Yes, they mentioned Spegel, but only to thank the authors for "generously sharing their insights" -- that's not even close to the required statement that part of the project is owned and copyrighted by the authors of Spegel.
You really think the author is going to then feel 100% better about it?
They are just another data point in the long list of authors who chose a permissive license and are then shocked when a billion dollar company takes advantage of it.
What I'm not OK with is a company doing that without attribution. If XYZ company's product is built on code I wrote, I want to be credited -- both so that I can show it to potential employers, and so that users of XYZ company's product are aware that some of the code in it is something they can use for free and modify for their own purposes. If the attribution wasn't important to me, I would have chosen CC0 instead of MIT.
So yeah, if I was the author, I'd probably feel a lot better about if MS re-added the correct attribution. I'd probably still feel miffed that they tried to pull one over on me in the first place -- but I wouldn't be offended by the fact that they're using my software.
If they wanted a less permissive license, they could have used one.
If you lose open source you lose a major resource. You should be looking for ways to protect these authors instead of explaining how "technically it's all actually their fault for being generous in the first place."
This position is absurdly scummy.
Quite the contrary. The licence does not have many constraints, but this one is important. Volunteer developers let their code being used in closed source commercial programs. Recognition is the only thing they expect and the whole point of the licence.
--Carl Spackler, quoting the Dalai Lama
MIT and BSD type licenses say you can do almost anything you want, but just don't plagiarize, because that would be intellectual misconduct.

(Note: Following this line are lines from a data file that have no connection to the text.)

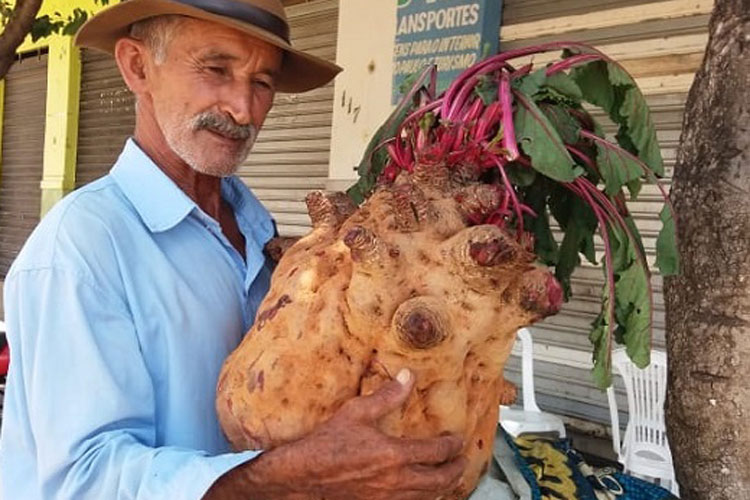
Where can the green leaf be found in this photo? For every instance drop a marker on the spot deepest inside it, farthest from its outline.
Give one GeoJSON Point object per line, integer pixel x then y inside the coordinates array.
{"type": "Point", "coordinates": [567, 126]}
{"type": "Point", "coordinates": [633, 301]}
{"type": "Point", "coordinates": [565, 85]}
{"type": "Point", "coordinates": [593, 80]}
{"type": "Point", "coordinates": [608, 86]}
{"type": "Point", "coordinates": [616, 167]}
{"type": "Point", "coordinates": [667, 257]}
{"type": "Point", "coordinates": [43, 27]}
{"type": "Point", "coordinates": [539, 139]}
{"type": "Point", "coordinates": [531, 84]}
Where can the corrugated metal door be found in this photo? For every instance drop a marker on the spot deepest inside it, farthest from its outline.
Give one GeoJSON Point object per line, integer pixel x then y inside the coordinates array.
{"type": "Point", "coordinates": [661, 43]}
{"type": "Point", "coordinates": [22, 156]}
{"type": "Point", "coordinates": [291, 155]}
{"type": "Point", "coordinates": [107, 116]}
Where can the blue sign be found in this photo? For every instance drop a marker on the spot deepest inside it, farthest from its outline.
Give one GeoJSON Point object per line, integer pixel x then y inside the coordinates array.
{"type": "Point", "coordinates": [454, 34]}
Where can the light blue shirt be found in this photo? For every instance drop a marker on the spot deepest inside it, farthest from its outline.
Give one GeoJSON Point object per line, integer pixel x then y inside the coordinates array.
{"type": "Point", "coordinates": [120, 310]}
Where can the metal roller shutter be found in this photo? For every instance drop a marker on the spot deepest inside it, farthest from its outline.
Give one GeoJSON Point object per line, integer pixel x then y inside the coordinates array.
{"type": "Point", "coordinates": [107, 116]}
{"type": "Point", "coordinates": [291, 155]}
{"type": "Point", "coordinates": [22, 155]}
{"type": "Point", "coordinates": [661, 44]}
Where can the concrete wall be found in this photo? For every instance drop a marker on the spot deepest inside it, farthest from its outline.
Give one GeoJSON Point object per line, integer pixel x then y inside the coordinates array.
{"type": "Point", "coordinates": [363, 91]}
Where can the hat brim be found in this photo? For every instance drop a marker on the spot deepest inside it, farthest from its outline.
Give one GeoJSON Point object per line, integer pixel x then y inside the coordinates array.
{"type": "Point", "coordinates": [300, 72]}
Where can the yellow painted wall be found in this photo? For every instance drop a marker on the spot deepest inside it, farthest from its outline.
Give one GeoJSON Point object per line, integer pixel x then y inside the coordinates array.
{"type": "Point", "coordinates": [64, 7]}
{"type": "Point", "coordinates": [63, 93]}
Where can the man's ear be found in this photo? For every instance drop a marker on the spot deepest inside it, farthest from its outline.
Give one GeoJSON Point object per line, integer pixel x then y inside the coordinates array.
{"type": "Point", "coordinates": [132, 57]}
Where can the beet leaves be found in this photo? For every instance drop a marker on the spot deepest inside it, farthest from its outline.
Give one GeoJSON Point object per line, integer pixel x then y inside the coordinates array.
{"type": "Point", "coordinates": [553, 160]}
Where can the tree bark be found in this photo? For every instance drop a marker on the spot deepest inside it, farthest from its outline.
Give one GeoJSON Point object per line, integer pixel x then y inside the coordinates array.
{"type": "Point", "coordinates": [19, 25]}
{"type": "Point", "coordinates": [708, 305]}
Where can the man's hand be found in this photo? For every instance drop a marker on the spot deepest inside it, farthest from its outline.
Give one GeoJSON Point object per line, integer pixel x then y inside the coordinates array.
{"type": "Point", "coordinates": [348, 458]}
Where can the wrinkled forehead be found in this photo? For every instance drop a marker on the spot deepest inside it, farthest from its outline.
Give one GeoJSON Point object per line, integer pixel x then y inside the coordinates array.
{"type": "Point", "coordinates": [207, 37]}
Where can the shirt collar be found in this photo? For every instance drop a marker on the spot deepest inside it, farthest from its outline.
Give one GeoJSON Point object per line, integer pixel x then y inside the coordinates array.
{"type": "Point", "coordinates": [157, 199]}
{"type": "Point", "coordinates": [161, 204]}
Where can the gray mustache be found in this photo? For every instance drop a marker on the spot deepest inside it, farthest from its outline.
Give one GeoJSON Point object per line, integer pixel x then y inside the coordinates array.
{"type": "Point", "coordinates": [224, 125]}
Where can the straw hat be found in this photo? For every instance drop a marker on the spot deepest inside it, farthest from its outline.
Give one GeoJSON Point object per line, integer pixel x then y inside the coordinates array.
{"type": "Point", "coordinates": [264, 19]}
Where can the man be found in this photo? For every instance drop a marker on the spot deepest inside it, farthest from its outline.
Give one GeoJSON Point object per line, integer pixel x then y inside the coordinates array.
{"type": "Point", "coordinates": [129, 295]}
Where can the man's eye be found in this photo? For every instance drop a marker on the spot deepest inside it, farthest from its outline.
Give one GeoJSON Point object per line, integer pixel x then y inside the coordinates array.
{"type": "Point", "coordinates": [263, 84]}
{"type": "Point", "coordinates": [217, 70]}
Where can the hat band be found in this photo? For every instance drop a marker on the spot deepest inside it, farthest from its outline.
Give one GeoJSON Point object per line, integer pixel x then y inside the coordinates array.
{"type": "Point", "coordinates": [244, 12]}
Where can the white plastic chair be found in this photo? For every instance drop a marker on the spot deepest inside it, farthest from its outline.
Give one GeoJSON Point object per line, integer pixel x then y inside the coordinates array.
{"type": "Point", "coordinates": [530, 419]}
{"type": "Point", "coordinates": [644, 450]}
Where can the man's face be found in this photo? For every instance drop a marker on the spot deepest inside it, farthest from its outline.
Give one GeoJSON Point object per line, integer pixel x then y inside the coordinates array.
{"type": "Point", "coordinates": [212, 93]}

In addition to not just removing the copyright notice from sources, the MIT license requires the copyright notice to be present in all derived works. It makes no mention that if you compile a program, the binaries don't have to have copyright notices.

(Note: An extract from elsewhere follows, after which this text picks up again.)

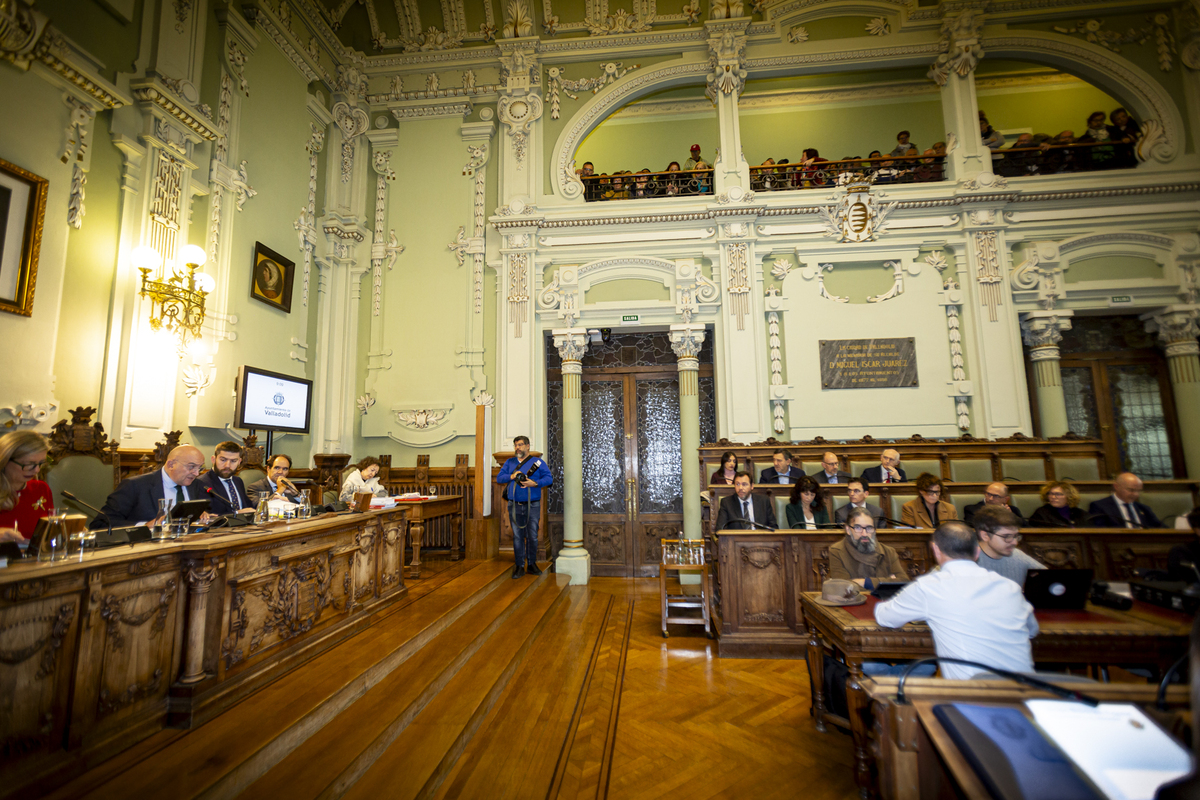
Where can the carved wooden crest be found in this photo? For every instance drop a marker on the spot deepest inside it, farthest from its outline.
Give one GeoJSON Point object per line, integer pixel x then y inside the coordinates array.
{"type": "Point", "coordinates": [81, 437]}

What I see is that Microsoft added headers to their Peerd files. Now they read "Copyright Microsoft", which is correct because Microsoft owns some copyright over those modified files. If those files had had a "Copyright Spegel project" before, Microsoft should have kept it and added their own. But those files did not contain such a header as far as I can see.

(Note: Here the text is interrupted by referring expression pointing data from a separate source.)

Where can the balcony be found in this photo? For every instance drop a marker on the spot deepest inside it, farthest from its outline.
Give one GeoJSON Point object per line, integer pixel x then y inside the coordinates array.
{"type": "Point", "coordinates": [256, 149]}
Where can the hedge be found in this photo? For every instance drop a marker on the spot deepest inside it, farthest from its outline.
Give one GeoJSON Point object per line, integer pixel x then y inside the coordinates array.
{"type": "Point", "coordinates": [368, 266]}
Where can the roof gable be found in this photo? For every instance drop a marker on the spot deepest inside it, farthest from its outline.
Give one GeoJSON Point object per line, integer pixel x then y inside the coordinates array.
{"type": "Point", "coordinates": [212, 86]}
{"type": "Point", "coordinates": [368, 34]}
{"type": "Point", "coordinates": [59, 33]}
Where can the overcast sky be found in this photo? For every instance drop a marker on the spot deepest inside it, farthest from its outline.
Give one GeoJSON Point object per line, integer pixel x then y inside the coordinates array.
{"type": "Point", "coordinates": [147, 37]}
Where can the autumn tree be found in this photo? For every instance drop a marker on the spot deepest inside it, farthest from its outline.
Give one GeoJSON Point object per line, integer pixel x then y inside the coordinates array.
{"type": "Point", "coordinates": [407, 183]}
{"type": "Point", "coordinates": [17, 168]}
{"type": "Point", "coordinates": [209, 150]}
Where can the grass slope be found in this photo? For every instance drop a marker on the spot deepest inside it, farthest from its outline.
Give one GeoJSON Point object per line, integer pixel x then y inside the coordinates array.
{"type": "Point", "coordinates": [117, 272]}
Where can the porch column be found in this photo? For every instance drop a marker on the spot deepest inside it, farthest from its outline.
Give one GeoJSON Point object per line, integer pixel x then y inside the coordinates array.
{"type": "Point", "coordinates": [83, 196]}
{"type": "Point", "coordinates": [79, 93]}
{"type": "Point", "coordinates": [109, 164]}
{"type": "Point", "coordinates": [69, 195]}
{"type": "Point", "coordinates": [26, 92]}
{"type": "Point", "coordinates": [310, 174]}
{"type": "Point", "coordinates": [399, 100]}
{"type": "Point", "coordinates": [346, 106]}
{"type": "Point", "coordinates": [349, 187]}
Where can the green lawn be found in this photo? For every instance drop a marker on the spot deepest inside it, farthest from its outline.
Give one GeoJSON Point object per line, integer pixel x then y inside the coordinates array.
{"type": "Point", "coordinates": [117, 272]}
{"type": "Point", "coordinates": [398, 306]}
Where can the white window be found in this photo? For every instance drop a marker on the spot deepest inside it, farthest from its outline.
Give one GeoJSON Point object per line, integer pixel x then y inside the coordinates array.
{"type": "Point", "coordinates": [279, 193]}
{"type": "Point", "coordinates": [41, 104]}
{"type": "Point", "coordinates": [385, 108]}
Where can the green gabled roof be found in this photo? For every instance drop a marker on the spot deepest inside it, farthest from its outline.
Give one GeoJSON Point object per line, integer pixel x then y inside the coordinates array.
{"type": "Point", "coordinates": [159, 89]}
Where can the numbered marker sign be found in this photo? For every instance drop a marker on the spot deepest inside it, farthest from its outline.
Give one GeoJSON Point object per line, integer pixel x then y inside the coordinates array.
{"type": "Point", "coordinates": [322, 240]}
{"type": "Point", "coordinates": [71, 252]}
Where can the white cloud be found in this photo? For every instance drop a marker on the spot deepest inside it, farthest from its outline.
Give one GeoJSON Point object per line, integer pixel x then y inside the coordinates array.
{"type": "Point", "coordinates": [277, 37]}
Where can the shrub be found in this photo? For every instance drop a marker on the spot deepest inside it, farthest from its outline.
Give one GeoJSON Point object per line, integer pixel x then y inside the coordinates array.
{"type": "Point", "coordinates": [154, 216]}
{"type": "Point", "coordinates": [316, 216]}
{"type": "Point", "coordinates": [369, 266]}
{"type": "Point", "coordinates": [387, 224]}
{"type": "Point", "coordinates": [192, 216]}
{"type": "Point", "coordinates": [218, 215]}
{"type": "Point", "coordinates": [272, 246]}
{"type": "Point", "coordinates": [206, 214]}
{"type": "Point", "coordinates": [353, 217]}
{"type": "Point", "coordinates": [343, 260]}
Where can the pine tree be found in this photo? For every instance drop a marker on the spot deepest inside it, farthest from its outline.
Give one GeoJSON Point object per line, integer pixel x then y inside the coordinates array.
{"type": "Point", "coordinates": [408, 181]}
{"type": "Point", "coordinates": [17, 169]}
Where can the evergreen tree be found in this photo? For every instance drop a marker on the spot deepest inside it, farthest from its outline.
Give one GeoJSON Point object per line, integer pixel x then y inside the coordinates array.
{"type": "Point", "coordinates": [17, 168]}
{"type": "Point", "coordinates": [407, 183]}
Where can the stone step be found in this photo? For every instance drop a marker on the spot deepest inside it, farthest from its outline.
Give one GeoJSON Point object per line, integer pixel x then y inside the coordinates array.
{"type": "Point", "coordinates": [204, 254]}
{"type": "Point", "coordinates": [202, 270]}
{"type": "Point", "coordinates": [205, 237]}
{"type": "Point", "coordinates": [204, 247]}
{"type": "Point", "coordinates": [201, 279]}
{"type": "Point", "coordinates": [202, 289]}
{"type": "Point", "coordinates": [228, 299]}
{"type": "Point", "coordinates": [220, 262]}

Feels like Microsoft was not necessarily trying to steal work (they link the original project in their README).
As I understand it, changing the licensing will do nothing to affect the fork Microsoft already made. It might affect the next megacorp from doing the same thing in the future, but Microsoft can keep working on their fork without giving it a second thought.
This is for sure a cautionary tale for every open source contributor. Choose the original open source license very carefully.
Edit: Might I suggest that when picking the original license, you try to imagine how you might feel if the company that you hate the most (could be Microsoft, Google, Amazon, or other) does the most extreme thing allowed by the license.
Why "to be fair?" This is a trillion-dollar company with enough lawyers on staff to populate a small city.
Why are we cutting Microsoft slack? If anything, it should be held to the highest of standards.
Microsoft got tremendous value for free by forking. Which makes the obligation to deal ethically and honestly very serious.
You don’t get to take something from anyone without meeting the terms they have set for you to take them. That is theft.
(For clarity, I am saying theft of a right. As it does negatively impact the original creator, in terms of competition and lost attribution to the code they wrote, and Microsoft is not paying the “fee” that taking that right depends on.)
And no third person can can ethically speak for the source of the value and state that it’s no big deal for another party to break some part of a contract/license.
How do you know how much this aspect of the license impacted the original creators decision to share their work, their choice of license, or how they feel and and practically impacted about it now!
In this case, we know they clearly feel the violation was harmful to them at some level. They were snubbed, their work left unacknowledged, while Microsoft leached off them, even though doing the right thing would cost Microsoft essentially nothing.
Please don’t socially absolve the powerful from bad behavior toward smaller parties. That’s bad faith, after the fact, and you are not even benefiting from your own disrespect for the license. Always support the (credibly) injured party.
As for offenses against you, you have every right to be generous and overlook those.
(I once took a year sabbatical to work collaboratively on a project, with the presumed (based on what was a clear discussion to me) attributions being a key factor in me deciding it was worth the time and effort, when other factors made that a difficult decision. Only to have my attribution expectations unfulfilled, and no attempt was made by other parties to work things out. The situation was fraught enough that I couldn’t but help feel bitter about it for some time. I am long over it, but I would certainly take the year back if I could.)